EUA negociaram melhor
A questão a analisar é o que esperam o governo e as montadoras da política industrial. Se for a economia de combustíveis e a redução de CO2, conforme programa em curso nos EUA, o subsídio é o último dado da equação. Antes, as empresas têm de aceitar metas anuais de desempenho, escrutínio transparente e contemplar o desenvolvimento de motores híbridos e elétricos no Brasil. É assim nos EUA, onde as montadoras relevantes no mundo aceitaram a meta de consumo de combustíveis de 23,13 quilômetros/litro até 2025. Sem um programa regulatório desse vulto, só há aumento de imposto, protecionismo e reserva de mercado, o que deixa muito mal na foto o governo Dilma.
Eletrônica foi ignorada
O governo pode alegar que impôs um rol de 11 condições das quais as montadoras terão de atender ao menos seis para se livrarem do IPI aumentado de 7% a 25%, conforme a potência do motor, para 37% a 55%. Mas, segundo Miguel Jorge, ex-ministro do Desenvolvimento, hoje consumo e nível de emissões importam mais que cilindradas.

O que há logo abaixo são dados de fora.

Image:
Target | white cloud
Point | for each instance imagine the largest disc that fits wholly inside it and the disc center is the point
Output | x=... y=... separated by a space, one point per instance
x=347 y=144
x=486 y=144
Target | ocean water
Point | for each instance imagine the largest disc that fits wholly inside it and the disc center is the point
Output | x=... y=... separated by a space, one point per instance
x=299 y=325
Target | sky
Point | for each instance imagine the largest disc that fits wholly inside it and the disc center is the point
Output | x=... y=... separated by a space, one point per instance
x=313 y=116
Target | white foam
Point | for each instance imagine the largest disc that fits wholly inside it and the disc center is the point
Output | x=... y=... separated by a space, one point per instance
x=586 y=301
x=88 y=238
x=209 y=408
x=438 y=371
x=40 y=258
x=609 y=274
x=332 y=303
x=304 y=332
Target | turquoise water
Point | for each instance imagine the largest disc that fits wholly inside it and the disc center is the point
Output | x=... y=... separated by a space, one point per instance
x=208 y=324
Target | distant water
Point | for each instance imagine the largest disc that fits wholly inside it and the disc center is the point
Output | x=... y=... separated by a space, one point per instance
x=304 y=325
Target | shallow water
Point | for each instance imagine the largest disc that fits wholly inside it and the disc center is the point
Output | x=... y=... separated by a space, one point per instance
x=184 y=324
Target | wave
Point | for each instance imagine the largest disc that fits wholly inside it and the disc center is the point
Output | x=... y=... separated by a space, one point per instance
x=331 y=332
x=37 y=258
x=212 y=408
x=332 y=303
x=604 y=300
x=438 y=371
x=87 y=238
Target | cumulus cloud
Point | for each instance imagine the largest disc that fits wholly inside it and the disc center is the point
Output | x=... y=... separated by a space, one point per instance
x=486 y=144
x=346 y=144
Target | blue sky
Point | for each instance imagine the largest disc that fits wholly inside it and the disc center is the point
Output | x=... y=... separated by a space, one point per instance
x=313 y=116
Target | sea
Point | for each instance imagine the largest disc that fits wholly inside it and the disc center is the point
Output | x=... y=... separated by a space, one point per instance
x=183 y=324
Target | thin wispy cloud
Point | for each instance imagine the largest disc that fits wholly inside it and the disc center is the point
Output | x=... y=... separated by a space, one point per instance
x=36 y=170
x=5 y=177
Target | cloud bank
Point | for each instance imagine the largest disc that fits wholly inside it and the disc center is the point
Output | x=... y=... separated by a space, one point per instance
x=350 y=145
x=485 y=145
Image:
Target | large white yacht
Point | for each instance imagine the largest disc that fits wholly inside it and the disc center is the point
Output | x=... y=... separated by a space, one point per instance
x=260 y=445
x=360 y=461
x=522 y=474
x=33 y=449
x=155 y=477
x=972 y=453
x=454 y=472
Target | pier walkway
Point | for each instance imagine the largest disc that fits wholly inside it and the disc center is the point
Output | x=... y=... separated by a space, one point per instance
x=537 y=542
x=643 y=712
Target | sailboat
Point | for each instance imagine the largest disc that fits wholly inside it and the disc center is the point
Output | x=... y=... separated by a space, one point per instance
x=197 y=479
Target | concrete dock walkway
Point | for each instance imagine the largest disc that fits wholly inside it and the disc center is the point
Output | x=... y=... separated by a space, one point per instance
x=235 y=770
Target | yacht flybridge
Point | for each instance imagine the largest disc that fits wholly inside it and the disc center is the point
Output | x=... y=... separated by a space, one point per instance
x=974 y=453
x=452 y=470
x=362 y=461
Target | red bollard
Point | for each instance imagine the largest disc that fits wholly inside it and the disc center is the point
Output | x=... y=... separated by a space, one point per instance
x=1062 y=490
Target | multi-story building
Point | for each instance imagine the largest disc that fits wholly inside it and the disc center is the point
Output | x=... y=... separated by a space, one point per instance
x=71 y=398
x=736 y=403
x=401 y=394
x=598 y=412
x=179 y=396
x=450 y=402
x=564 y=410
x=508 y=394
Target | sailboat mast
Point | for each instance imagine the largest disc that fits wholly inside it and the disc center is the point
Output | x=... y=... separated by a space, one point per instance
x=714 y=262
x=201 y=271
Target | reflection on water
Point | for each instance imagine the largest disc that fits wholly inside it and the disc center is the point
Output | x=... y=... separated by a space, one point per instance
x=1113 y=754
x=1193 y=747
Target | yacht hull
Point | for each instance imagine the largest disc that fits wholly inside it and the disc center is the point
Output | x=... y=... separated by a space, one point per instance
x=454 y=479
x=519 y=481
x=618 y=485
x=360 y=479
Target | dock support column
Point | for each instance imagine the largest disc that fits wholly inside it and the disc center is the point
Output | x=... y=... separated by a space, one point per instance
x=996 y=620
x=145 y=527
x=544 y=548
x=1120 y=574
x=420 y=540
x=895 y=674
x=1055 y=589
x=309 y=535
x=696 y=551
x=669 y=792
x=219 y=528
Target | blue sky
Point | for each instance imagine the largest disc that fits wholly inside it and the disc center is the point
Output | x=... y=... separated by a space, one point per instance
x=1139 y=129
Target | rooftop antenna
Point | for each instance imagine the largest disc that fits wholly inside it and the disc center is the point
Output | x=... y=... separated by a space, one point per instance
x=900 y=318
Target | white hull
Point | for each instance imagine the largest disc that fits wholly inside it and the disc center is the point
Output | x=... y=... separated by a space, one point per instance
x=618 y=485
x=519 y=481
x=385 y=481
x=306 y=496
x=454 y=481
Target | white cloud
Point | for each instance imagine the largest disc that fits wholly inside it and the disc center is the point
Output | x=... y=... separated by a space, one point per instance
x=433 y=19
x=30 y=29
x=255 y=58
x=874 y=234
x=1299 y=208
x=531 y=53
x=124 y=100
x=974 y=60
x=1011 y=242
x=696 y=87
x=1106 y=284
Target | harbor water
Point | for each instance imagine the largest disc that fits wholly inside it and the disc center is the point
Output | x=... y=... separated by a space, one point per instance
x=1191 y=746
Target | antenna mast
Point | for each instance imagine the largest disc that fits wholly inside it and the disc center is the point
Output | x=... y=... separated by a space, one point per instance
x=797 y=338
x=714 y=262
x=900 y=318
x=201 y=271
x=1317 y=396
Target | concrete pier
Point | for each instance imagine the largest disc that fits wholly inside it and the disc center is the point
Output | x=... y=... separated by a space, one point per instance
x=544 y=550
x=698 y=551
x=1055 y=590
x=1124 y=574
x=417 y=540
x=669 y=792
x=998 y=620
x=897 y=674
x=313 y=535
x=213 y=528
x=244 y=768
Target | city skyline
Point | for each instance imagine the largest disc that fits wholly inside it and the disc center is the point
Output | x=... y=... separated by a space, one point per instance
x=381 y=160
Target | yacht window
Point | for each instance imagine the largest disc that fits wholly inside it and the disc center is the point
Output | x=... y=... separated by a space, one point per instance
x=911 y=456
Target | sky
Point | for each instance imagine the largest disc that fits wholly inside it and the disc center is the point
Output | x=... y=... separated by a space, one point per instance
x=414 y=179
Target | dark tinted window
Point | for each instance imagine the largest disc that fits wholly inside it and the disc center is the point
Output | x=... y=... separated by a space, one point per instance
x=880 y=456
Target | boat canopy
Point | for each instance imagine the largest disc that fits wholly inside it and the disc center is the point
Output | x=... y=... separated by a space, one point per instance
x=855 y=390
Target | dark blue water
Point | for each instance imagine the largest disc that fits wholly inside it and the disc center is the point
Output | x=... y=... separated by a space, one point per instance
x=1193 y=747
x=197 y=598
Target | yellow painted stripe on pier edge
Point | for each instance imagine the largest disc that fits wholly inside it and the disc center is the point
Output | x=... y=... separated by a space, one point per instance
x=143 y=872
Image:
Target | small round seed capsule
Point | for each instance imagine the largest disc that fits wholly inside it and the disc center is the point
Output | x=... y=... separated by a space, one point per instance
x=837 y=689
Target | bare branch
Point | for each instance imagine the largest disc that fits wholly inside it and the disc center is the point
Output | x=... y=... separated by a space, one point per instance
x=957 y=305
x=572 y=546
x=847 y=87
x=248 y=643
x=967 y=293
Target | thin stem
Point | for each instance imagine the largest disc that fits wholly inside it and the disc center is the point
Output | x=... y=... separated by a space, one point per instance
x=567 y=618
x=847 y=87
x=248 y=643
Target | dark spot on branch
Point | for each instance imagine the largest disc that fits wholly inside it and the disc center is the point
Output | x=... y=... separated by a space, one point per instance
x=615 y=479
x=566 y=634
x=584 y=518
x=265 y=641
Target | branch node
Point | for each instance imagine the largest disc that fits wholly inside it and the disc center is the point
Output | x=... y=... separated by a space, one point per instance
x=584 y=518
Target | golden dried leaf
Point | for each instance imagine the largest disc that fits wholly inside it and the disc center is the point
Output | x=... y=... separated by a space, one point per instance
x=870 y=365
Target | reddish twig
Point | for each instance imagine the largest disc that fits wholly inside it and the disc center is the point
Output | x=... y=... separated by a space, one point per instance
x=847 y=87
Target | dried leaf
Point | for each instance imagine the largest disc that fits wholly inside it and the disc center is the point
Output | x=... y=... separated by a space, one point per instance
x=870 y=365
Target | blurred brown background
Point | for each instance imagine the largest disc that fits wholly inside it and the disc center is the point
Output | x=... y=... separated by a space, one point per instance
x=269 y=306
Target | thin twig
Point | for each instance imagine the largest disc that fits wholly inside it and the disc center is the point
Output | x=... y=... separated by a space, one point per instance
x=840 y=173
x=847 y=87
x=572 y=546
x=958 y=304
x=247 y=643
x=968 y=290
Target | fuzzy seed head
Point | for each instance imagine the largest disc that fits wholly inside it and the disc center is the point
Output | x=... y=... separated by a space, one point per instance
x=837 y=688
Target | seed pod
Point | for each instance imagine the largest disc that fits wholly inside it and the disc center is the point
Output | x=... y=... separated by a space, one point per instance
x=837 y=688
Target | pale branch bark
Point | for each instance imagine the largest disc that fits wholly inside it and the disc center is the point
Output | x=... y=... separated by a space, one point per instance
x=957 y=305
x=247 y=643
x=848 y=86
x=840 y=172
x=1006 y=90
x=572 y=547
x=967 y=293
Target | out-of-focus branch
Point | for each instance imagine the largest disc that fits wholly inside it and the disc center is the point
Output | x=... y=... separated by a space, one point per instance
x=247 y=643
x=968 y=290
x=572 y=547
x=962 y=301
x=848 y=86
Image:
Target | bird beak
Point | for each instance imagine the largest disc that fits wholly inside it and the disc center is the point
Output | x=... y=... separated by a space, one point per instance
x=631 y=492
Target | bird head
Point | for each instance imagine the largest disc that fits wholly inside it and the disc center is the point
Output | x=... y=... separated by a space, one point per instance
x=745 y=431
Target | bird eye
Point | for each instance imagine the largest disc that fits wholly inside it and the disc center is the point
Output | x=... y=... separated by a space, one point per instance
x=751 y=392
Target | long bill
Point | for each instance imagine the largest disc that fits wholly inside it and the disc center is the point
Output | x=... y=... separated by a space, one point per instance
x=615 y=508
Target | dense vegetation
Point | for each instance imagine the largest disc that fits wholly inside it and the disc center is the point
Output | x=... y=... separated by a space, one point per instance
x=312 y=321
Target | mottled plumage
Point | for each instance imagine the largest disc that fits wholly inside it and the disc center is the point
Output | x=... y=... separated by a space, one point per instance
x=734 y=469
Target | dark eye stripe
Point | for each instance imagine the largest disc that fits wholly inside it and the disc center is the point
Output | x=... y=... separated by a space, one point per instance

A fabricação no país da chamada eletrônica embarcada também é tão ou mais relevante que a nacionalização de peças — conceito de uma época em que a tecnologia da comunicação nem sequer existia. Hoje, segundo estudo do Federal Reserve de Chicago, eletrônicos compõem quase 40% do conteúdo médio dos automóveis, e continuam crescendo. Um pouco de humildade ao governo melhoraria as suas decisões.